RCA - 503 errors in eu-central on March 7, 2023

Summary

We use Hashicorp’s Vault product to secure access to secrets within our clusters.  Vault is configured in a highly available active-standby configuration, with one active instance and two standby instances (the recommended HA configuration).  ​​On March 7, 2023, 09:26 UTC we saw a high rate of errors on the write and read paths in eu-central, due to Vault becoming unreachable.  We restarted Vault, and then restarted the query, write and storage pods in a controlled manner, and the cluster recovered.

Cause of the Incident

The root cause was our Vault infrastructure becoming overloaded. We use Vault to securely handle authorization tokens and store customer secrets. The number of requests became too high for the Vault system to respond in a timely manner causing requests to fail. Because the write and read services rely on the secrets in Vault to be able to process customer data, these services started failing health checks and being restarted in an attempt to recover. Each restart increased the load on Vault further, creating a positive feedback loop that meant the system could not recover without intervention.

Recovery

As we had learned in the incident of Feb 24, 2023, Vault can get overwhelmed when too many pods try to connect to Vault at the same time.  The remedial action we took was to scale down the size of the worker pools for all customer-facing services in order to reduce the load on Vault to enable it to recover and then slowly increase them back to the previous levels in a controlled manner to avoid stressing the Vault system further.

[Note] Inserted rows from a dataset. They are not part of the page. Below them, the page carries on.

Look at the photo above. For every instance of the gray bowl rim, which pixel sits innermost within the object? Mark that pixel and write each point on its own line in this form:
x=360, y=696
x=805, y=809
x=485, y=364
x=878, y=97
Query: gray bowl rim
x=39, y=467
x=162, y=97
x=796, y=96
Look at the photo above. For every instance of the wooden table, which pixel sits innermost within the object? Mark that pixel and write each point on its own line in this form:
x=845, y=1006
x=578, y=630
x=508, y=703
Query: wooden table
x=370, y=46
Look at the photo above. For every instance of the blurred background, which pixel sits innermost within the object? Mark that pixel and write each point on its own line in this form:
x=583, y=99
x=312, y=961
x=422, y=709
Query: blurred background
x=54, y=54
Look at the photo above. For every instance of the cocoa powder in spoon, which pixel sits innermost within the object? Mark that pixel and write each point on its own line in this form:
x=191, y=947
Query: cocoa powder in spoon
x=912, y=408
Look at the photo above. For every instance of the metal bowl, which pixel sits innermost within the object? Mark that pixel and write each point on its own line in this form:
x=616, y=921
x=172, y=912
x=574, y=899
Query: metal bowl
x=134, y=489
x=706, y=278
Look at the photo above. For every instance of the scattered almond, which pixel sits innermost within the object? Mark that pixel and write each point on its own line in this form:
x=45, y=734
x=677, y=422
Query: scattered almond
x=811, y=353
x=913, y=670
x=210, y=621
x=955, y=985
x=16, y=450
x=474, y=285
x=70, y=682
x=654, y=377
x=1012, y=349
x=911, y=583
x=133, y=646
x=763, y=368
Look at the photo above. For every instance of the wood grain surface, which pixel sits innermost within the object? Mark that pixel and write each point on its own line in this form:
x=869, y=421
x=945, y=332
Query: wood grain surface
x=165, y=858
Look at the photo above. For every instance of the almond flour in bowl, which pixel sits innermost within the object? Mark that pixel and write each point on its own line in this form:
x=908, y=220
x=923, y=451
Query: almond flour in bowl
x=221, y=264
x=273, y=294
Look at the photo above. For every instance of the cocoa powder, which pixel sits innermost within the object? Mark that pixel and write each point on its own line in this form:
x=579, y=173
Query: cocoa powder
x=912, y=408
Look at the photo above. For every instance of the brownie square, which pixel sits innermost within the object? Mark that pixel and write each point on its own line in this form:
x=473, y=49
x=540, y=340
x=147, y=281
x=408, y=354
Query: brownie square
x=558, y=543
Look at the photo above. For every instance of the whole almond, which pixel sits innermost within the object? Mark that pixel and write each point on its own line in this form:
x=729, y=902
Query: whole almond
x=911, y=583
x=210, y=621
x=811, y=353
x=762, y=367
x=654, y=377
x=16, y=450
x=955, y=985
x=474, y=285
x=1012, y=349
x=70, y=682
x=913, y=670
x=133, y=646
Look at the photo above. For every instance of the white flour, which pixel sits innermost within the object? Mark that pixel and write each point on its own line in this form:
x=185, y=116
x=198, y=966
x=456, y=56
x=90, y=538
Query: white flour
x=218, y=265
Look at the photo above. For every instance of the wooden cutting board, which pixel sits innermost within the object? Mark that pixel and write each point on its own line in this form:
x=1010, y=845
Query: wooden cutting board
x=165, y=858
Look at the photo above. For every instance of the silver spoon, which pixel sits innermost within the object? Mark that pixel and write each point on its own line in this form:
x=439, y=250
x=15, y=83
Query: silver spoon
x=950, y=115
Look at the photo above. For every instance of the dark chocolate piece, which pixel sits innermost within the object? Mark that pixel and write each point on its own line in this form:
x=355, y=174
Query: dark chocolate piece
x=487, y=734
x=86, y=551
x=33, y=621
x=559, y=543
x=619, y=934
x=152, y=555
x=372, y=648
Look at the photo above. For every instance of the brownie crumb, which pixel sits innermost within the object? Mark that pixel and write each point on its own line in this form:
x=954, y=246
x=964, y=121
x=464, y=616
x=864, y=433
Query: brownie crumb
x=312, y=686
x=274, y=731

This enabled the cluster to return to normal operation.

Future mitigations

  1. We are reviewing our Vault readiness check to determine why the active Vault instance did not failover to the standby, when it was no longer able to respond to incoming requests. 
  2. We are investigating strategies to avoid having so many components rely on Vault access to work correctly.
Posted Mar 17, 2023 - 21:50 UTC

Resolved
This incident has been resolved.
Posted Mar 07, 2023 - 20:48 UTC
Update
We are continuing to monitor for any further issues.
Posted Mar 07, 2023 - 17:09 UTC
Monitoring
Read and writes are back to Normal levels. We are monitoring this further
Posted Mar 07, 2023 - 13:21 UTC
Update
Writes have been returned to full capacity. We are now slowly increasing the query capacity back to previous levels.
Posted Mar 07, 2023 - 12:31 UTC
Identified
The dev team has identified and working on a fix for the issue. We will have further updates soon.
Posted Mar 07, 2023 - 11:19 UTC
Update
The investigation continues. There are no further updates.
Posted Mar 07, 2023 - 10:28 UTC
Investigating
The Devs are currently working on this. We will keep you updated with the progress.
Posted Mar 07, 2023 - 09:53 UTC
This incident affected: AWS: Frankfurt, EU-Central-1 (API Writes, API Queries).